Assumptions and deviations

  • Dose-dependent bioavailability F (mouse, rat, dog). The paper estimated F separately at each oral dose level: mouse 17.7% / 19.5% at 20 / 60 mg/kg, rat 1.03% / 1.57% / 0.560% at 100 / 500 / 2000 mg/kg, dog 11.2% / 3.45% / 1.11% at 100 / 400 / 1500 mg/kg. The packaged .R files encode a single “typical” F per species (mouse 18.6%, the Fig. 4 caption summary; rat 1.03%, the 100 mg/kg value as closest to the unsaturated regime; dog 11.2%, the new NOAEL dose) for downstream simulation. Users who need an exact-dose simulation should edit lfdepot (and for dog, also lka, lka2, lktr) to match the desired dose row in Table 3.

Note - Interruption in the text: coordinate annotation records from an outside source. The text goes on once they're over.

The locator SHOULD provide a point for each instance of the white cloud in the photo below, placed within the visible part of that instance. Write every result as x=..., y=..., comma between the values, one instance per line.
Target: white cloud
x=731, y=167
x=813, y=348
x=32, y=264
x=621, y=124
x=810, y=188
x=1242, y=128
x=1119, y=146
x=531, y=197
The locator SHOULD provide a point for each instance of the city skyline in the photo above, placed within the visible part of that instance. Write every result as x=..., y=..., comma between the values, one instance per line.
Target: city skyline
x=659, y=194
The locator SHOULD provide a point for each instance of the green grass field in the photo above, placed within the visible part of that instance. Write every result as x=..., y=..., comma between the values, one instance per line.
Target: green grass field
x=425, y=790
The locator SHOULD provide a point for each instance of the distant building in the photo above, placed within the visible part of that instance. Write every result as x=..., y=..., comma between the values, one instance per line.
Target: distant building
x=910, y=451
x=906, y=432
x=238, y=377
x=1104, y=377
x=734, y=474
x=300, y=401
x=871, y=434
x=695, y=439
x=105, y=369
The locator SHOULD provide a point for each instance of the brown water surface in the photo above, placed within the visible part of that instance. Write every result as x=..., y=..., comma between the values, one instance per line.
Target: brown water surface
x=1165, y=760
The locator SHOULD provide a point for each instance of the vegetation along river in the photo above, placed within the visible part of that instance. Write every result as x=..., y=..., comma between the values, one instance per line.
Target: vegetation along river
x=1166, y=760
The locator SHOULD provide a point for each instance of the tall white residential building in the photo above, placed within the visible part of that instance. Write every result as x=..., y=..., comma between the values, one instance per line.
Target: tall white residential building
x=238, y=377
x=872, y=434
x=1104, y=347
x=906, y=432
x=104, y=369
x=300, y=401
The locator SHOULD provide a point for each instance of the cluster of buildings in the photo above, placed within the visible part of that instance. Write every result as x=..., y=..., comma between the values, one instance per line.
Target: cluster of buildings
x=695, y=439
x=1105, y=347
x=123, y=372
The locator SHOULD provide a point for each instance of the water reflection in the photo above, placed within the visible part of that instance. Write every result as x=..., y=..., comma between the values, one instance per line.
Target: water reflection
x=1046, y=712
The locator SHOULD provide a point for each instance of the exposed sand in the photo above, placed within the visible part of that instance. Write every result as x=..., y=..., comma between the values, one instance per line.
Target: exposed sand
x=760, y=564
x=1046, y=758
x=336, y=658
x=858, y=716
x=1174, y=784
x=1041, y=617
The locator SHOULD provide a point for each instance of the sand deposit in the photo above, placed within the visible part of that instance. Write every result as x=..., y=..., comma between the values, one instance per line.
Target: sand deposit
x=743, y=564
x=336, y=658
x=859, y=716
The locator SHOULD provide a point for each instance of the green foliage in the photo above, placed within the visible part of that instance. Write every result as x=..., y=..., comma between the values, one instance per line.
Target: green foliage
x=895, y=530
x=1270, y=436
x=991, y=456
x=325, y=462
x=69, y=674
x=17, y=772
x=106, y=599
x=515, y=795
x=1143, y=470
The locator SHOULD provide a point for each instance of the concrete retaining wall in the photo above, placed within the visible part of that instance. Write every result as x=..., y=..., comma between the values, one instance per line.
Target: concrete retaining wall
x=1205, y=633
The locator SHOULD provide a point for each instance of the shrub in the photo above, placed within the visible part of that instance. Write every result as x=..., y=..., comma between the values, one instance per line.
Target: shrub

  • Dog dose-dependent absorption parameters. Beyond F, the paper estimated kA, kA2, and kAT separately for each oral dose. The packaged Sharma_2018_SHetA2_dog model encodes only the 100 mg/kg set. The 400 mg/kg set is (F=3.45%, kA=1.12, kA2=0.105, kAT=1.11); the 1500 mg/kg set is (F=1.11%, kA=0.411, kA2=0.0898, kAT=1.25). The CV% on dog kA2 at 100 mg/kg is reported as 281% (Sharma 2018 Table 3), which already signals poor identifiability of the late-absorption arm at this dose.
  • Rat compartmental fit at 100 mg/kg. The paper used a single kA = 0.0755 1/h across all three rat oral doses, which is dominated by the higher-dose flip-flop kinetics and underestimates the observed early Cmax at 100 mg/kg (paper Table 2: 55 ng/mL at Tmax 2 h vs. fitted ~18 ng/mL at Tmax ~3.4 h). This is a property of the paper’s fit, not a translation defect.
  • No IIV or fitted residual error. The paper used Phoenix WinNonlin with naive-pooled least squares and 1/y^2 weighting; neither IIV nor the residual-error magnitude is reported. The packaged models have no eta parameters and use a fixed placeholder propSd = 0.10 (10% CV proportional) so that downstream rxSolve / PKNCA simulation works. Users who want a deterministic typical-value profile should call rxode2::zeroRe() (the run_typical() helper above does this).
  • Human absorption is unmodelled. The paper’s human oral simulation used GastroPlus 9.5 ACAT (a physiologically-based gut model not reproducible inside nlmixr2lib). The packaged Sharma_2018_SHetA2_human model contains the IV disposition only – CL = 17.3 L/h (MLP-corrected allometry), V1 = 36.2 L, V2 = 68.5 L, CLD = 15.2 L/h. Users who want an oral profile should run GastroPlus externally or substitute a paper-anchored proxy kA (e.g. 0.539 1/h, the mouse value used by the GastroPlus-predicted bioavailability of 18.8% in Figure 6).
  • Body weight is not a model covariate. All species-specific disposition values are reported as absolute (L, L/h) at the typical body weight of the studied animals (mouse 0.024 kg, rat 0.30 kg, dog ~7 kg, human 70 kg). To use the model at a different body weight the user should apply allometric scaling externally; the paper’s fitted exponents come from Fig. 5 (R^2 = 0.91-0.99 across CL / V1 / V2 / CLD).
  • Errata. A search of the PLOS ONE landing page and a PubMed search for “Sharma 2018 SHetA2 erratum” on the task-execution date returned no errata or corrections.